Salt is one of the more prevalent naturally occurring elements. Pretty common really. Stream banks and where soil erosion has occurred. If salt is there, animals will find it. There are a couple of other posts on this same question. Here is a link to the major salt deposits in the US: 

http://web.ead.anl.gov/saltcaverns/usdeposit/index.htm

Remember that a great portion of the US was, at one time, a shallow sea.

----------


## Ole WV Coot

I never really thought that much about salt, maybe because I never add extra to any food. It's necessary for sure but I can't think of or have found any in Southern WV or Eastern KY. That's a great question and one I will have to dig into. Thanks !

----------


## Gray Wolf

Or pick up a bottle of salt tablets...

----------


## Rick

Here's one of the other threads: 

http://www.wilderness-survival.net/f...sissippi+River

----------


## Ole WV Coot

OK, this one has got me stumped. I think I would have to hit the flatland in KY to find a salt lick. Can't count on all the deer around her, every farmer has a salt block or two around for them. I am kinda curious now.

----------


## TrappinGal

coltsfoot can be used as a substitution for salt in te wild too. you dry the leaves, then burn them and the ash that is a result is salty and can be used to season food in the wild.

it is plentiful in my part of wv.

----------


## flandersander

What about southern saskatchewan?

----------


## Rick

Coot - I doubt you'll find much salt in WV. It has been high and dry since the days of Pangea. Here's a link on what the oceans looked like through the ages. You've had ocean front property and didn't even know it!! 

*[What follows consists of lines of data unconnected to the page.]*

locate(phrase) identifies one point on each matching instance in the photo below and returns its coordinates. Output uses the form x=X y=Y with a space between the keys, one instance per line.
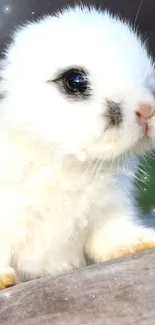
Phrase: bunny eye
x=75 y=82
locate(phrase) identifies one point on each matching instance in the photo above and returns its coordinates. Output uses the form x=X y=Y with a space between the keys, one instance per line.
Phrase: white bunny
x=77 y=112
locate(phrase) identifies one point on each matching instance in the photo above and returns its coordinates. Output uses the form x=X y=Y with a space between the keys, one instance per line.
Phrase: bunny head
x=82 y=80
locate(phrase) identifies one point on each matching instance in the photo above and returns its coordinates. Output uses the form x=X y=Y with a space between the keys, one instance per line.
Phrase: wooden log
x=121 y=292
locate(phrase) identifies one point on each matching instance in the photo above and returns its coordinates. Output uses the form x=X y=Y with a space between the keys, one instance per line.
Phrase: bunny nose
x=144 y=112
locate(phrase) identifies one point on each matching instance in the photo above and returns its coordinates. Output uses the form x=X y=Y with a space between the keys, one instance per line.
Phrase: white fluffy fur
x=66 y=181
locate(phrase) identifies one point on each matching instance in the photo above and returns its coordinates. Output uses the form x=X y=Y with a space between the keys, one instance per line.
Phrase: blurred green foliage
x=146 y=186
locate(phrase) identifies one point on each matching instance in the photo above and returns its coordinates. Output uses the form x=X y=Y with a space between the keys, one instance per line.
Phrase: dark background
x=140 y=12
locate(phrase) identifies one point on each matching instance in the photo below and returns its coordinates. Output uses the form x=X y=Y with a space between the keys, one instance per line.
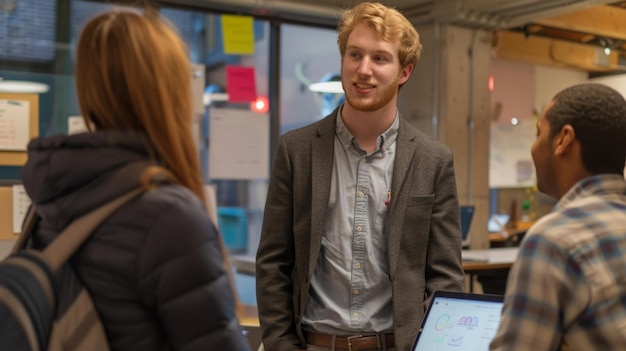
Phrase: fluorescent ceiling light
x=18 y=86
x=333 y=87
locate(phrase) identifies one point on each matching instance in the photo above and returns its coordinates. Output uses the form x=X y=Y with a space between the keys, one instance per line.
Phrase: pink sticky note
x=240 y=84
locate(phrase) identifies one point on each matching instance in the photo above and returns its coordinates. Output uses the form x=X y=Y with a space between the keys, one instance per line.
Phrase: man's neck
x=366 y=126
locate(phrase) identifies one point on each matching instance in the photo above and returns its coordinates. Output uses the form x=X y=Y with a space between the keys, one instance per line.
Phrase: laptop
x=497 y=222
x=459 y=321
x=467 y=213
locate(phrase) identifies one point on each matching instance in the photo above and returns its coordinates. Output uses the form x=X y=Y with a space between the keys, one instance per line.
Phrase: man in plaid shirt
x=568 y=285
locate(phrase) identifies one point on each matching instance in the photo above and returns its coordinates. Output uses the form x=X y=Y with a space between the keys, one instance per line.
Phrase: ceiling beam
x=516 y=46
x=604 y=21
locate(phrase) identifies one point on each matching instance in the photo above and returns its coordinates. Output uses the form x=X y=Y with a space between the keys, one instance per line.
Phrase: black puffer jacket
x=153 y=268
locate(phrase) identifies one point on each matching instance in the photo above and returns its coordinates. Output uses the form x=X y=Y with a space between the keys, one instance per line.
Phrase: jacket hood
x=66 y=176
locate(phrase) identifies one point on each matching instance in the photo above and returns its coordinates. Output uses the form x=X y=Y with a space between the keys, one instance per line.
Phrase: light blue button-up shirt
x=350 y=289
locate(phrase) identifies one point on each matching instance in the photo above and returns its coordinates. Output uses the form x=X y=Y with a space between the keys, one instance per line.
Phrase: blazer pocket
x=426 y=200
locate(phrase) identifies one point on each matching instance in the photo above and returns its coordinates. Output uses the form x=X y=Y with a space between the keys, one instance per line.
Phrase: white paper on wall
x=14 y=125
x=239 y=143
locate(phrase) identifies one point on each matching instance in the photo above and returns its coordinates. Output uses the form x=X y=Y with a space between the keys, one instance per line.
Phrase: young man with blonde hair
x=362 y=219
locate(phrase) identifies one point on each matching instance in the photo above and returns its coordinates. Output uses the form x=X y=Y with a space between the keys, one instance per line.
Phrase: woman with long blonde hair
x=154 y=268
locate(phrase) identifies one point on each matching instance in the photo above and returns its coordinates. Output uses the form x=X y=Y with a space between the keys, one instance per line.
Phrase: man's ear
x=405 y=74
x=564 y=141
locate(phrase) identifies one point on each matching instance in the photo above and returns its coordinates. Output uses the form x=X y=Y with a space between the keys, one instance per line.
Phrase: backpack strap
x=73 y=236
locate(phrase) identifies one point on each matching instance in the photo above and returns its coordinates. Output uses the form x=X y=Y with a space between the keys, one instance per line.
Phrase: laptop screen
x=459 y=321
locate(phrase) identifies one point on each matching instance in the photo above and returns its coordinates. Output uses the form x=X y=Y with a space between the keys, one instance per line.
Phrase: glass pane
x=302 y=65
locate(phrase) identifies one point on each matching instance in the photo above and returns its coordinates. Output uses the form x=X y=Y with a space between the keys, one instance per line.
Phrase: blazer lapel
x=322 y=157
x=406 y=146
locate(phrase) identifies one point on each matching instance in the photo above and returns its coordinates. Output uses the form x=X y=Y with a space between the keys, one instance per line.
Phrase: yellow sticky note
x=238 y=32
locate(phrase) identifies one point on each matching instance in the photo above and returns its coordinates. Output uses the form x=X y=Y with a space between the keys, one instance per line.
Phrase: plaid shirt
x=568 y=284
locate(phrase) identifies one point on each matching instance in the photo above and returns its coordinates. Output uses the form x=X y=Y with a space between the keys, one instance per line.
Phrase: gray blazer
x=423 y=230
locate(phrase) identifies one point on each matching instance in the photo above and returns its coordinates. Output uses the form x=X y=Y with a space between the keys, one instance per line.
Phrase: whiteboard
x=510 y=161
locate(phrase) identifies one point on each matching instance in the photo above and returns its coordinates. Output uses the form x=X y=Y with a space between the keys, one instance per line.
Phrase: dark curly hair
x=598 y=115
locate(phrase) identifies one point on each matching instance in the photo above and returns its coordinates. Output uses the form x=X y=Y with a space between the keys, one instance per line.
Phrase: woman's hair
x=388 y=22
x=133 y=73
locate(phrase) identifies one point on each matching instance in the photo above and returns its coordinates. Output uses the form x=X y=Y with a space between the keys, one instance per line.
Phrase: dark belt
x=351 y=342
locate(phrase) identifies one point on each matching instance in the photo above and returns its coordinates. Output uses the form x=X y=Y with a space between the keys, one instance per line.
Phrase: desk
x=477 y=261
x=5 y=248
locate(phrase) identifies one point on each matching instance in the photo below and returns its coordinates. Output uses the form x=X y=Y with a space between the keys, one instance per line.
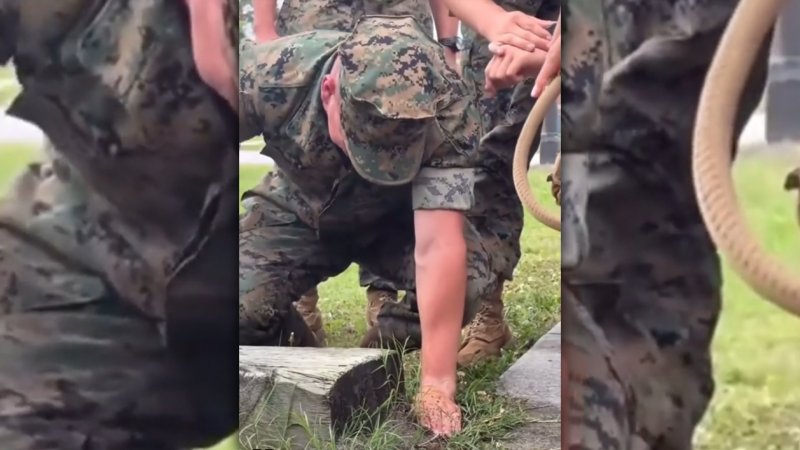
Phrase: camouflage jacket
x=298 y=16
x=412 y=129
x=114 y=86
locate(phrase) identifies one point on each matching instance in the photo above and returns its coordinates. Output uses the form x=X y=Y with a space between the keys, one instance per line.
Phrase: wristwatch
x=453 y=43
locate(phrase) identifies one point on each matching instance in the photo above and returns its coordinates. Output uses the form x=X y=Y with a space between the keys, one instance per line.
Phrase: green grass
x=757 y=346
x=532 y=307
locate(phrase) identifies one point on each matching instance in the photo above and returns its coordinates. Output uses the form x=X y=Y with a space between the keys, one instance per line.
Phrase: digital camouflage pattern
x=640 y=276
x=93 y=240
x=298 y=16
x=413 y=146
x=500 y=214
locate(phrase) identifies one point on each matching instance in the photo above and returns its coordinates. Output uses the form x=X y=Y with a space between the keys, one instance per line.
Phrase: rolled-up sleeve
x=444 y=188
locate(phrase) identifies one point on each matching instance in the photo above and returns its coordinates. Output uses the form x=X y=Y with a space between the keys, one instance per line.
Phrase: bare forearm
x=446 y=24
x=441 y=279
x=477 y=14
x=264 y=12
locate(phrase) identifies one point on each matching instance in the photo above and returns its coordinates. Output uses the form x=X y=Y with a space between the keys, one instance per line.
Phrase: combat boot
x=486 y=335
x=375 y=299
x=307 y=307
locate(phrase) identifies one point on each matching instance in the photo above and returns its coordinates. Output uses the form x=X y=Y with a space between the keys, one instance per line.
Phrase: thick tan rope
x=523 y=150
x=713 y=140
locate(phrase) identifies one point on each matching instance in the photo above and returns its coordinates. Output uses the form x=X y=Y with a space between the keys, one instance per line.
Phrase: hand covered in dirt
x=510 y=65
x=437 y=412
x=793 y=183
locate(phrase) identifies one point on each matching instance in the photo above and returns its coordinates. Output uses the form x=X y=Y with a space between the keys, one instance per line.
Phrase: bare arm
x=441 y=276
x=446 y=24
x=477 y=14
x=552 y=64
x=264 y=12
x=498 y=25
x=214 y=55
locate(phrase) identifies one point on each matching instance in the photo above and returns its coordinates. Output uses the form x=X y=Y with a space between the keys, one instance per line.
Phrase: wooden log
x=302 y=395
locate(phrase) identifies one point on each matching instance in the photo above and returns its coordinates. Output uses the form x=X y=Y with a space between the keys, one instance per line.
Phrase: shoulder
x=292 y=61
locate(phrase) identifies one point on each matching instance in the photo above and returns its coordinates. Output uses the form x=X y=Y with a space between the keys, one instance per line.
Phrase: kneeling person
x=364 y=127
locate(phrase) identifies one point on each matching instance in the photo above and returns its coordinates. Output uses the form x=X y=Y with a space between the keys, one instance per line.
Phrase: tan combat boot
x=375 y=300
x=307 y=307
x=486 y=335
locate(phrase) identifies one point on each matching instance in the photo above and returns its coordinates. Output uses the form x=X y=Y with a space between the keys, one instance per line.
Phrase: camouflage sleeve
x=440 y=188
x=447 y=180
x=275 y=77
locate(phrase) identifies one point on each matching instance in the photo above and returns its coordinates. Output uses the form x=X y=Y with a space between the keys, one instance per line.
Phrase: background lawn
x=757 y=362
x=532 y=307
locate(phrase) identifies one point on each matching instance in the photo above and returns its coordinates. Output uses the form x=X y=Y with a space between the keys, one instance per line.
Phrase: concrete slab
x=536 y=380
x=536 y=376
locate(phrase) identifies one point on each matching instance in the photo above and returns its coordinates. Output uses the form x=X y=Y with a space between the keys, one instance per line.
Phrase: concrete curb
x=535 y=379
x=536 y=376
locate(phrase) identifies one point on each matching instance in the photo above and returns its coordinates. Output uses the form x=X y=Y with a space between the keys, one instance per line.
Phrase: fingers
x=497 y=49
x=524 y=40
x=532 y=24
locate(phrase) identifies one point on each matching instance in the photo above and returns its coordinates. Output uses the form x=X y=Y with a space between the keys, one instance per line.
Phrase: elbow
x=441 y=249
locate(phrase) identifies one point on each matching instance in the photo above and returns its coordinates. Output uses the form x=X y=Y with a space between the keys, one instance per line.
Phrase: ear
x=327 y=90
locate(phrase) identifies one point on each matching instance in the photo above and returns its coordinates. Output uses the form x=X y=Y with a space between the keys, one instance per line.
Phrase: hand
x=521 y=31
x=437 y=412
x=509 y=66
x=452 y=60
x=550 y=69
x=552 y=64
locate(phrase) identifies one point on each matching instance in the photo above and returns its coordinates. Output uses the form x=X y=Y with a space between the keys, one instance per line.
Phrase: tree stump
x=302 y=395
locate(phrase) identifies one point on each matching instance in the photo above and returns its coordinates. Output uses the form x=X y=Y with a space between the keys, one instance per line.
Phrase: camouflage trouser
x=499 y=214
x=641 y=277
x=79 y=369
x=280 y=258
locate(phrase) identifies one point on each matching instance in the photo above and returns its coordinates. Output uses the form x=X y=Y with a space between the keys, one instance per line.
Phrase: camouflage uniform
x=318 y=211
x=641 y=277
x=501 y=216
x=96 y=245
x=297 y=16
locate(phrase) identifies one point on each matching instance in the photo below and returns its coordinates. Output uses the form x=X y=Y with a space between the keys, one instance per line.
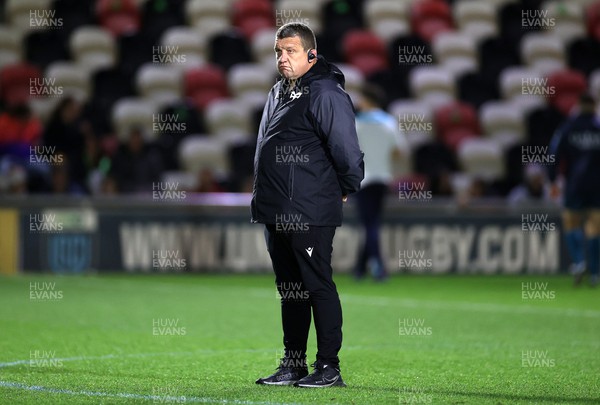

http://www.bbm.me.uk/portsdown/PH_065_Palaeo.htm

----------


## snakeman

You can boil hickory roots until all the water is evaporated and black salt crystals will be left. Evapaorate sea water and salt crystals will be left. Worst case scenario you can get salt from animal blood.

----------


## smokelessfire

cool, thanks snakeman. i also just remembered something from long ago, being by the ocean and getting salt from the leaves of pampas grass by taking thumb and forefinger, pinching the leaf lightly, and "Stripping" out to the tip, and have quite a bit of salt.

----------


## trax

> What about southern saskatchewan?


Now there's a question that gets asked across Canada daily, "what about southern Saskatchewan?" The politicos and think tank consultants just shrug and try to change the subject.

Naw, I'm just foolin' with ya flanders, I think there' a plenty of salt licks in the Cypress Hills area, or so I've been told (could have been lied to, it's happened before and I fell for it)

----------


## Cleankill47

Trappingal, 

Coltsfoot isn't actually salty, it's just the flavor.

----------